Foi o caso mais difícil com que se viu confrontada na sua carreira?
Sim. Foi único e o primeiro. Mas é preciso notar que isto foi um trabalho multidisciplinar. O meu papel foi vigiar a gravidez mas o aspeto mais complexo não me coube a mim: foi sem dúvida manter as funções vitais desta mulher durante tanto tempo.
Lembra-se de quando a chamaram?
Telefonaram-me no dia seguinte a ser declarada a morte cerebral. Na altura pensava-se que era até uma idade gestacional inferior.
Contaram-nos que a barriga não se notava ainda.
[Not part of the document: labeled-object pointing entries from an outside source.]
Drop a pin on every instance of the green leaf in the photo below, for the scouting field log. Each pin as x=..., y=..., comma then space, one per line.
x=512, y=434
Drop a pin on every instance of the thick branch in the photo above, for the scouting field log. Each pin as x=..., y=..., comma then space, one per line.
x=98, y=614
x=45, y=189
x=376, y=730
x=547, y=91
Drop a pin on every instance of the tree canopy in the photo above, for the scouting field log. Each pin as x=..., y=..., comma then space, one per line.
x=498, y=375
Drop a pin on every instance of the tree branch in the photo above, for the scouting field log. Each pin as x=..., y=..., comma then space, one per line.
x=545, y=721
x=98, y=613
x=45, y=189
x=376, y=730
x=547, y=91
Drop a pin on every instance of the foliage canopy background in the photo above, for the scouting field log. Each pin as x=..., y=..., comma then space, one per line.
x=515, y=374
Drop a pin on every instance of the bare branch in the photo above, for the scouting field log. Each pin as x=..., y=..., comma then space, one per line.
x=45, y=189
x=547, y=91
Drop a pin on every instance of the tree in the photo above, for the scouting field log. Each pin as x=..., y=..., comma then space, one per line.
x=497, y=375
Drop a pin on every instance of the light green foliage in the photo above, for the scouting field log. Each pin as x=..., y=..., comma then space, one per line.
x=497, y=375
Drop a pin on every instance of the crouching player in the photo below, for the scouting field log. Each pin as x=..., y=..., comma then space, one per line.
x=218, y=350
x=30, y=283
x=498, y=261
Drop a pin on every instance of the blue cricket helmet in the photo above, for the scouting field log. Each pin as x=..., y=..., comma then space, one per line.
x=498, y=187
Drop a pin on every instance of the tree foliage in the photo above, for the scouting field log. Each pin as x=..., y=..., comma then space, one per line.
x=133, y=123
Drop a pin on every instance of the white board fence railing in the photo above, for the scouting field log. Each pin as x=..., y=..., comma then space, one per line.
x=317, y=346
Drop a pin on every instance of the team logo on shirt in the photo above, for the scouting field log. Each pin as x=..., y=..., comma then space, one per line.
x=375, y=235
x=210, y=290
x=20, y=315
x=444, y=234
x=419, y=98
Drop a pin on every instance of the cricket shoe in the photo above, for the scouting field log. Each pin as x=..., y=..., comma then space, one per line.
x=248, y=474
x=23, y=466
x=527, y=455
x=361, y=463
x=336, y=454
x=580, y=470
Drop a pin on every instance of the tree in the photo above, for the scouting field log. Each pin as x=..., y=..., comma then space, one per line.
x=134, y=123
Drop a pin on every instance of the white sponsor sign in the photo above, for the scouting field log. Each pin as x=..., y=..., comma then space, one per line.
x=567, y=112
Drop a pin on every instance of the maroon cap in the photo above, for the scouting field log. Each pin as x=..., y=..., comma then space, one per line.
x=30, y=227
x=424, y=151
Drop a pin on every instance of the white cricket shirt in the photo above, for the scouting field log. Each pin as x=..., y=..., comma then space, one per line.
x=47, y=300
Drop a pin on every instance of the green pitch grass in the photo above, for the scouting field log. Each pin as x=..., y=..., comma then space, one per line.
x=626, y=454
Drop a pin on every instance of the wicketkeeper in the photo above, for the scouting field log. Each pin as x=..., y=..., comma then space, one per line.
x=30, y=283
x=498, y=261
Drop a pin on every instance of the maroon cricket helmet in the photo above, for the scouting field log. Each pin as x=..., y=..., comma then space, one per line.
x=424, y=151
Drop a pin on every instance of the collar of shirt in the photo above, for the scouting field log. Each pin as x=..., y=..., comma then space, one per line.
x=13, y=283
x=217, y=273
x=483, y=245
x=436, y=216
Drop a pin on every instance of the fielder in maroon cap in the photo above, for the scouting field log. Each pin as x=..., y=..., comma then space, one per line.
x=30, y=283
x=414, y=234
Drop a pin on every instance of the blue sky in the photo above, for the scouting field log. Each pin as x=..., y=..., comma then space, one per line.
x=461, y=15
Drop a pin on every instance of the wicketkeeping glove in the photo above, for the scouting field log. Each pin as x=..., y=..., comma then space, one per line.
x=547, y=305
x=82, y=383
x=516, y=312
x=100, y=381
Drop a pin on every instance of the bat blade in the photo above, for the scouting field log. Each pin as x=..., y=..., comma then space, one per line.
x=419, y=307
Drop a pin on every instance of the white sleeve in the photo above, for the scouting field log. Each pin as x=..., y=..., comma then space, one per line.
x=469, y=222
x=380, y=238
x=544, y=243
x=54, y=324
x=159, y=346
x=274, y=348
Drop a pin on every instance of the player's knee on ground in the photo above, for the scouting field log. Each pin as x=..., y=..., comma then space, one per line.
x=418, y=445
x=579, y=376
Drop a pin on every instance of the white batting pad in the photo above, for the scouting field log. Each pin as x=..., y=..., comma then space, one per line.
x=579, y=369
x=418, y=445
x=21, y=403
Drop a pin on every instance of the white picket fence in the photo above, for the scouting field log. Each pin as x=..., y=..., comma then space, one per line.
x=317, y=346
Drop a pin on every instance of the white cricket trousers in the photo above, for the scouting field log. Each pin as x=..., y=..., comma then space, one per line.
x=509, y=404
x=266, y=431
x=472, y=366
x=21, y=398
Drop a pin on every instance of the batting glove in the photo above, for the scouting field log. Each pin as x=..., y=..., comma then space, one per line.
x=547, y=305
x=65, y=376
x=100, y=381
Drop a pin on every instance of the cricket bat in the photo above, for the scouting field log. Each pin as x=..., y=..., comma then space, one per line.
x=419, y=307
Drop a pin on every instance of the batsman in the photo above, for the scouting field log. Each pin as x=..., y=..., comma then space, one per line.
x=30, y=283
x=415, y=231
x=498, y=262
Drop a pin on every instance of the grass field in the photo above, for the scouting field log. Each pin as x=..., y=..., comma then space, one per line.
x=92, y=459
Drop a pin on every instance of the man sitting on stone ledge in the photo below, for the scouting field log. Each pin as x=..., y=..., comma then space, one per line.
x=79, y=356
Era uma senhora magra, a barriga não se notava. Num primeiro momento, após ser declarada a morte cerebral, foi enviada para doação de órgãos. Sabia-se que havia uma gravidez mas os colegas pensaram que o feto ia deixar de ter funções vitais. Foi em função das avaliações posteriores que se viu que o feto permanecia vivo.
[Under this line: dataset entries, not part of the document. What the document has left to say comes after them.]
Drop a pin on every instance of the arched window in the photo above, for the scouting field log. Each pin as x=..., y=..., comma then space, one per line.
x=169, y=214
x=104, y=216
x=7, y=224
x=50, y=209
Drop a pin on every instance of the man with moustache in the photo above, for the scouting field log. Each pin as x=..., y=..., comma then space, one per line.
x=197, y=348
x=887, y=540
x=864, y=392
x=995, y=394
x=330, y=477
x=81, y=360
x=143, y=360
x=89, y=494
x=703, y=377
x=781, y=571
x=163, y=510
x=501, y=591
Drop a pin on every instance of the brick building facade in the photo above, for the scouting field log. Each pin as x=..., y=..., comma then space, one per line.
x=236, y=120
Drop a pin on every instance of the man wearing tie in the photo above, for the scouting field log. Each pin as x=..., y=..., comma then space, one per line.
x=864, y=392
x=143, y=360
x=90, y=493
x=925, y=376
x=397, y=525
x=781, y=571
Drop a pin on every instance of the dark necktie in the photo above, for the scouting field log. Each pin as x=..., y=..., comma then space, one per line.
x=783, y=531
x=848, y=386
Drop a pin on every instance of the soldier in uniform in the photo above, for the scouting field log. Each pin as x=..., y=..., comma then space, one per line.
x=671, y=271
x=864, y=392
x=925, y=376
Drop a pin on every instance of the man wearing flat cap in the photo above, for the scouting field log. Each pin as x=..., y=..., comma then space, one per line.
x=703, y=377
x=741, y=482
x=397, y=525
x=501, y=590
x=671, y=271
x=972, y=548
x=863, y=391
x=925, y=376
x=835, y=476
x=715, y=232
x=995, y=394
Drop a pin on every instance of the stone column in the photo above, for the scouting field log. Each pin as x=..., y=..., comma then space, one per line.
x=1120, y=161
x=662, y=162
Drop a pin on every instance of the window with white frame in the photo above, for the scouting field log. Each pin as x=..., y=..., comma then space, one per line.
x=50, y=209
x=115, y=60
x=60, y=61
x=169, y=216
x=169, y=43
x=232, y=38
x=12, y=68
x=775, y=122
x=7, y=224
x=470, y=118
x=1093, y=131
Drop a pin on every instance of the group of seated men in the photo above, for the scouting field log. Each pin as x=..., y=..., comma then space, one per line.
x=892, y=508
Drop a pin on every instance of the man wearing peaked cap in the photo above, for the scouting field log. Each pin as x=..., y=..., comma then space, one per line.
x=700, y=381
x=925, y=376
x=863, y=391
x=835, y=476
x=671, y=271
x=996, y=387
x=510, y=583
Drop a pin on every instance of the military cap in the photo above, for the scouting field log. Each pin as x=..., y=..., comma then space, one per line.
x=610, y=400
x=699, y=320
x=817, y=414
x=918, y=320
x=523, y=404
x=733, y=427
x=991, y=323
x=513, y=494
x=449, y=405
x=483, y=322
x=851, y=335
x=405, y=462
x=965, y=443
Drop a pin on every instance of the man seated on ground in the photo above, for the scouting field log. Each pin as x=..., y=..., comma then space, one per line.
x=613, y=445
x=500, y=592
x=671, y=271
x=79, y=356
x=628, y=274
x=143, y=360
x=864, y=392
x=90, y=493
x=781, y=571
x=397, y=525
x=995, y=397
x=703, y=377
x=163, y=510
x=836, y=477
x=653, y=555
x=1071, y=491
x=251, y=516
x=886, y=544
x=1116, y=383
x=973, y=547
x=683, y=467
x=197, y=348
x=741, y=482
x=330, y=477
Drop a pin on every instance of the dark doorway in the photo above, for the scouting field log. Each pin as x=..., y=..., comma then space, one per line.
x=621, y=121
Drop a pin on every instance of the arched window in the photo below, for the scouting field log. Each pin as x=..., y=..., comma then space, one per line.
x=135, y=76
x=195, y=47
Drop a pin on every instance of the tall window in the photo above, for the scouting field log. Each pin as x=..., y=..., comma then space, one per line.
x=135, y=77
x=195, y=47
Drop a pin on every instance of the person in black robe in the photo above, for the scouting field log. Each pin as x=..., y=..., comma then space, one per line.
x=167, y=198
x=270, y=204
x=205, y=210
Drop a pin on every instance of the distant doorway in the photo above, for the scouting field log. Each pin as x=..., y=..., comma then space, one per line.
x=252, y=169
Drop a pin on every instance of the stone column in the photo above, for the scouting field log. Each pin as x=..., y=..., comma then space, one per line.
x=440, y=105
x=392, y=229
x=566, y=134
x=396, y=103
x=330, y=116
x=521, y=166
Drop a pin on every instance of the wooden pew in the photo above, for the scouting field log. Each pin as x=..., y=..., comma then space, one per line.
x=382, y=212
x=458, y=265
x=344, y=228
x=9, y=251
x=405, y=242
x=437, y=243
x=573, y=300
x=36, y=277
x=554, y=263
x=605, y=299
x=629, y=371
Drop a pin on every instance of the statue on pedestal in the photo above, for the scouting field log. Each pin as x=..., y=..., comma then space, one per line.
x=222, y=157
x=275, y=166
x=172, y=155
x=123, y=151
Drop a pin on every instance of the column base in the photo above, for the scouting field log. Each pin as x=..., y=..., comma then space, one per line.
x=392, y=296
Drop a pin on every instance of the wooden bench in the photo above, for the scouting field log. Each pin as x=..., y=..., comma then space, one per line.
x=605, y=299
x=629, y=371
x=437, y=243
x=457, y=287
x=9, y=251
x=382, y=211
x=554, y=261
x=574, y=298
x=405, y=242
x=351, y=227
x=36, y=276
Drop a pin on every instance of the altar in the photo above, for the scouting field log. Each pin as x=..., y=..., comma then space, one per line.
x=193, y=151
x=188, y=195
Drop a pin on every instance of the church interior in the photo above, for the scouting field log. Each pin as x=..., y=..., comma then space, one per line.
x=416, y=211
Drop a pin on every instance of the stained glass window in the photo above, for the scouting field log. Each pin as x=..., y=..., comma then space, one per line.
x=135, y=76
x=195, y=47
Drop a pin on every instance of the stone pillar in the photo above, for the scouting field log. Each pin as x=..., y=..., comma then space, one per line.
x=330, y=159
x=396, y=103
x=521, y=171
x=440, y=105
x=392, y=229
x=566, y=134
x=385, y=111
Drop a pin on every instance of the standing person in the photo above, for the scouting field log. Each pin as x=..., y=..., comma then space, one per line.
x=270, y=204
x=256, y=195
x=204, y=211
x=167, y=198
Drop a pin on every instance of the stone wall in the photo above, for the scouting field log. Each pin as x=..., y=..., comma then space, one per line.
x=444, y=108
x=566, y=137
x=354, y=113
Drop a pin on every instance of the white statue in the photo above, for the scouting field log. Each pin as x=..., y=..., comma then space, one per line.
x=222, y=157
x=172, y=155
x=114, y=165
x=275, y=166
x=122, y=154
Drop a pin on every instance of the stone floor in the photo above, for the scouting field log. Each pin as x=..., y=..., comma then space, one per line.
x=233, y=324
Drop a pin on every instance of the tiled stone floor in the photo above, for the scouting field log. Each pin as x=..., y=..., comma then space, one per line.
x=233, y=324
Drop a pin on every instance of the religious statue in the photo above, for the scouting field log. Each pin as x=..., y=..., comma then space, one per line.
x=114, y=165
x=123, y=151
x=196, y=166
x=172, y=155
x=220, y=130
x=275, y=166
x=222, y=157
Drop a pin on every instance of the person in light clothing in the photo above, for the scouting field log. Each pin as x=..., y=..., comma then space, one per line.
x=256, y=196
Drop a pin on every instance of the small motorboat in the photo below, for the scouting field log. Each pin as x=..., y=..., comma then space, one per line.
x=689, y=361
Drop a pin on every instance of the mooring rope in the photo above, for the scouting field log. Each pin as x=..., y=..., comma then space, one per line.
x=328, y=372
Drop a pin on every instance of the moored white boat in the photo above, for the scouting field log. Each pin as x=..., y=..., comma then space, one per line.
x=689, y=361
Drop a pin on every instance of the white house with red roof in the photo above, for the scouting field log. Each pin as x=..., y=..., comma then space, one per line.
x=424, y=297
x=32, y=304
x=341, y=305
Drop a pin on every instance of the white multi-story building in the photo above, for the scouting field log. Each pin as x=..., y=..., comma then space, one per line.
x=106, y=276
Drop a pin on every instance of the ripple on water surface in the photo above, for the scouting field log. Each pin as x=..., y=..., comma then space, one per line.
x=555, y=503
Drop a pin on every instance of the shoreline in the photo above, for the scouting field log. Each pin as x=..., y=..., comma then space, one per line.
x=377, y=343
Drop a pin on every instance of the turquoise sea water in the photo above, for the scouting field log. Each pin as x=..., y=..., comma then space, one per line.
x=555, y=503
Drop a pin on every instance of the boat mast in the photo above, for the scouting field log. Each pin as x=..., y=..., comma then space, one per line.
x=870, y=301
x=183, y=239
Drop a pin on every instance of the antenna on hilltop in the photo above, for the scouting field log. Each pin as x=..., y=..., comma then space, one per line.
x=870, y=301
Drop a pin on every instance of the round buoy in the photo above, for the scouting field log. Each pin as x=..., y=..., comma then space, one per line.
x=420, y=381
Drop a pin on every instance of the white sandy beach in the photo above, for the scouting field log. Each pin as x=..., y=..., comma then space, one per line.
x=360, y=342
Como reagiram à ideia de prolongar a gravidez?
Pensar numa grávida a funcionar como incubadora do próprio filho é uma situação controversa. Nem toda a gente o aceita. Lá fora, numa última revisão sistemática, houve o registo de 30 casos, de que resultaram 12 nascimentos. Não tínhamos certezas.
Houve resistência?
Não. No serviço, havia essencialmente perplexidade por ser uma decisão de inédita. Como depois de ouvir a família houve uma aceitação de se continuar a gravidez, aquilo que estabelecemos foi que, se houvesse uma situação de perigo extremo, uma paragem cardíaca ou qualquer intercorrência, que a situação pararia ali.
Houve algum momento crítico?
Nunca houve, é extraordinário. Este feto é um resistente, desde o primeiro momento.
Isso surpreendeu-a?
A cada semana que passava, todos nos interrogávamos se ia passar mais uma.
Dormia sobressaltada?
Sim, tinha muitas vezes o telefone na mesa de cabeceira à espera de noticias. Sabíamos que, se acontecesse algum problema antes das 24 semanas, não havia nada a fazer. De resto, esta grávida tinha feito diagnóstico pré-natal e não havia alterações nos cromossomas, portanto o feto tinha um bom prognóstico.
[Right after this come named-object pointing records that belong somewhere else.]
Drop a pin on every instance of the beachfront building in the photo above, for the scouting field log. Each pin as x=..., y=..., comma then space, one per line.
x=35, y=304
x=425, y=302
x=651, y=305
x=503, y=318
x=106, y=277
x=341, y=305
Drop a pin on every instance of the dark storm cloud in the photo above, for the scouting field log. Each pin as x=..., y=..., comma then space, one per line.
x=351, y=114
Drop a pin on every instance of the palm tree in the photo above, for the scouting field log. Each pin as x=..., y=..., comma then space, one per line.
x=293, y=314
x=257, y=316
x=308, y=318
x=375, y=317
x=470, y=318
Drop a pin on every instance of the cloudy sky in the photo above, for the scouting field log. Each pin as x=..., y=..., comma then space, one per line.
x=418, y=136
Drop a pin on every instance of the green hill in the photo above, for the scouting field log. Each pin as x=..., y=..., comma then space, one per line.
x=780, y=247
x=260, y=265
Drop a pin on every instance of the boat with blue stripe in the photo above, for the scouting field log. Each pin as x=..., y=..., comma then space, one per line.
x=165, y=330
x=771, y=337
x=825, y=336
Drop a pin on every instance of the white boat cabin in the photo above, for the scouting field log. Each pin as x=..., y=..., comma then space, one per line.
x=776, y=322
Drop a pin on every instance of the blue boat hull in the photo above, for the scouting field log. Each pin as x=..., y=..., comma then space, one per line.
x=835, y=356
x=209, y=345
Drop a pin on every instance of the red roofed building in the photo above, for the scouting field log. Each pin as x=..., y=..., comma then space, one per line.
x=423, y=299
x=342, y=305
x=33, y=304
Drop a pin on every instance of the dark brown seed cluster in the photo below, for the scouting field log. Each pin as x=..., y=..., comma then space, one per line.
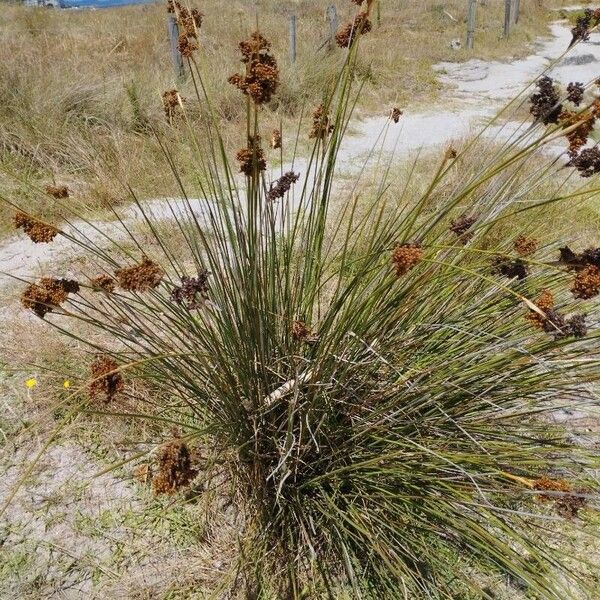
x=48, y=294
x=511, y=268
x=567, y=502
x=525, y=246
x=302, y=333
x=553, y=322
x=406, y=256
x=575, y=92
x=587, y=283
x=172, y=103
x=276, y=139
x=107, y=380
x=252, y=159
x=582, y=125
x=104, y=283
x=38, y=232
x=57, y=191
x=395, y=114
x=175, y=468
x=587, y=162
x=581, y=31
x=361, y=24
x=461, y=227
x=321, y=126
x=545, y=103
x=281, y=187
x=261, y=79
x=141, y=277
x=193, y=291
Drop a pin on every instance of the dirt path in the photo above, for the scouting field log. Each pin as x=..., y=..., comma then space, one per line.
x=63, y=533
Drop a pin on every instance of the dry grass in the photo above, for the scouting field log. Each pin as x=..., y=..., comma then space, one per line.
x=79, y=90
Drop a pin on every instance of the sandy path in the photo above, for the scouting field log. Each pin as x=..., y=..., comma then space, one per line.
x=48, y=528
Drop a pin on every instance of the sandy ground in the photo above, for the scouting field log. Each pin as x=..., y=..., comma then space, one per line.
x=68, y=536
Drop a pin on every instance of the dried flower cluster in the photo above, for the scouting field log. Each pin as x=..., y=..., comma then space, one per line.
x=359, y=25
x=281, y=186
x=545, y=103
x=582, y=125
x=262, y=73
x=172, y=103
x=587, y=283
x=406, y=256
x=575, y=92
x=141, y=277
x=551, y=321
x=175, y=468
x=461, y=227
x=395, y=114
x=107, y=380
x=38, y=232
x=568, y=503
x=48, y=294
x=525, y=246
x=276, y=139
x=581, y=31
x=57, y=191
x=104, y=283
x=193, y=291
x=321, y=126
x=511, y=268
x=252, y=159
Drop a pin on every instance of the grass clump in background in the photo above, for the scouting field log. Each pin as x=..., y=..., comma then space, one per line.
x=371, y=387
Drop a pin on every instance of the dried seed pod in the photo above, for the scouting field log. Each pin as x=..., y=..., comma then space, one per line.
x=406, y=256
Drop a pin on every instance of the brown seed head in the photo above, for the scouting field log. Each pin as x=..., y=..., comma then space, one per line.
x=321, y=126
x=525, y=246
x=360, y=25
x=276, y=139
x=140, y=278
x=395, y=114
x=406, y=256
x=104, y=283
x=174, y=468
x=587, y=283
x=48, y=294
x=57, y=191
x=37, y=231
x=107, y=380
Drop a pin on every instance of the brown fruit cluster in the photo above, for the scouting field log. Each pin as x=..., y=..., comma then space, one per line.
x=104, y=283
x=57, y=191
x=406, y=256
x=107, y=381
x=525, y=246
x=321, y=126
x=281, y=187
x=175, y=468
x=361, y=24
x=568, y=504
x=252, y=159
x=140, y=278
x=261, y=79
x=38, y=232
x=48, y=294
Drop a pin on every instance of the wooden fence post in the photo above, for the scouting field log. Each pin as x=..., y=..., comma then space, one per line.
x=174, y=43
x=507, y=7
x=333, y=24
x=471, y=23
x=292, y=38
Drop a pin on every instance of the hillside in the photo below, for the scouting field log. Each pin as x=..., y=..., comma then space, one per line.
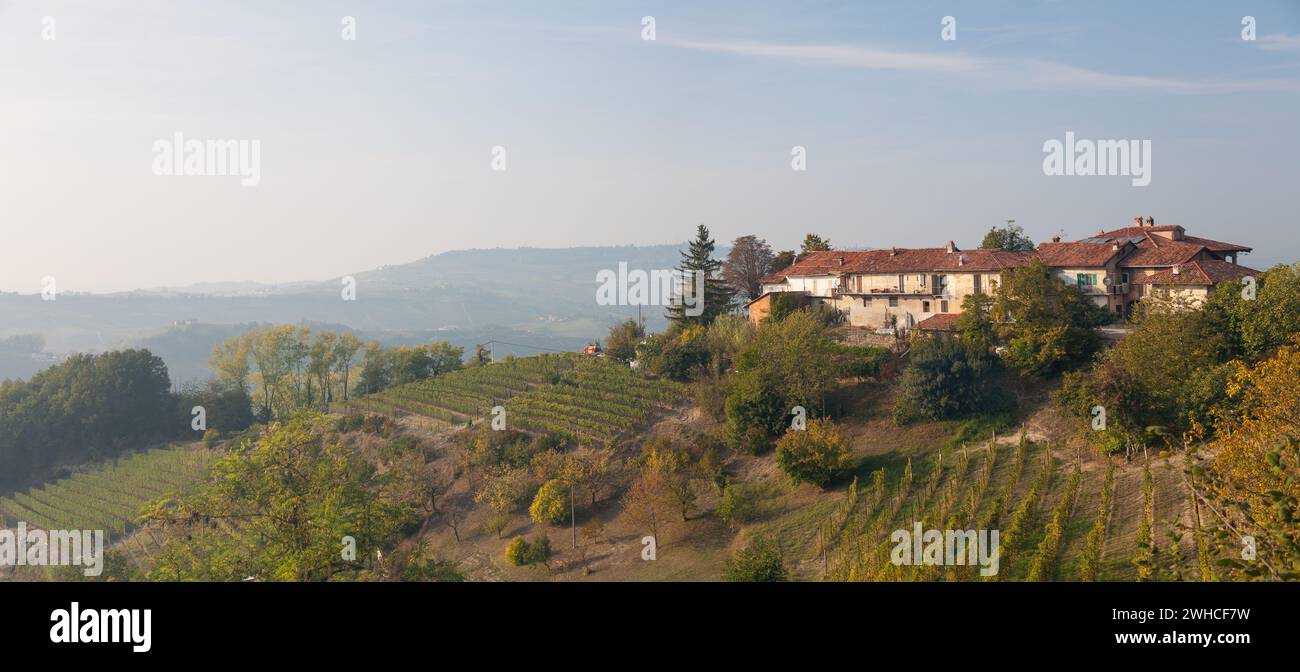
x=540, y=297
x=857, y=529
Como se geriu no dia a dia ter uma pessoa que tinha morrido e uma vida a crescer dentro dela?
Penso que foi o aspeto mais importante com a qual equipa se teve de confrontar. Foi uma situação brutal para nós e para a família: ninguém estava à espera nesta família que esta mulher morresse. Quando lhe disseram que o feto estava vivo, a família concordou e assinou os termos de responsabilidade. Sabíamos que havia enormes riscos: infeção, aborto, restrição do crescimento…
Foi um milagre?
Não lhe chamaria milagre. É o resultado da ciência médica moderna, que permite um suporte de vida de tal maneira adequado que torna possível algo assim.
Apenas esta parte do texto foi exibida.